O Método Probabilístico
In
this advanced-level course we will study selected topics from the book “The Probabilistic Method” by Noga Alon and Joel Spencer [1], for example:
- The Erdös–Rényi random graph (emergence of the giant component, chromatic number, threshold for Hamilton cycles, and other spanning subgraphs).
- Concentration inequalities (the inequalities of Chernoff, Azuma–Hoeffding, Janson, Suen, Talagrand, Rödl–Rucinski, Kim–Vu).
- Random graph processes (the Rödl nibble, the differential equations method, applications to the triangle-free and triangle-removal processes).
- The Lovász Local Lemma, and applications to Ramsey theory.
- Discrepancy (six standard deviations suffice, the Beck–Fiala theorem).

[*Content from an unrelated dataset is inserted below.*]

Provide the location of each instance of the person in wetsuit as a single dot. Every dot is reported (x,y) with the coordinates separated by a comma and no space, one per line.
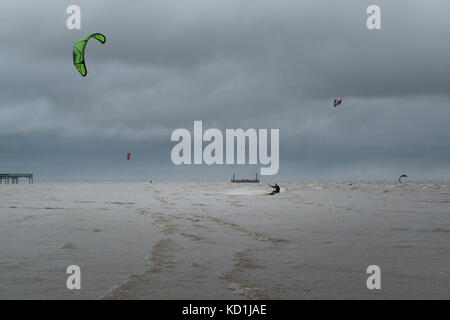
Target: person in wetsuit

- Dependent random choice, and applications in extremal graph theory, Ramsey theory, and additive combinatorics.
- Quasi-random graphs, and Szemerédi’s regularity lemma.
- The method of hypergraph containers, and applications to random graphs.
Referencia:
[1] N. Alon and J. H. Spencer, The Probabilistic Method, 4th edition, Wiley, NewYork, 2016.
* Ementa básica. O professor tem autonomia para efetuar qualquer alteração.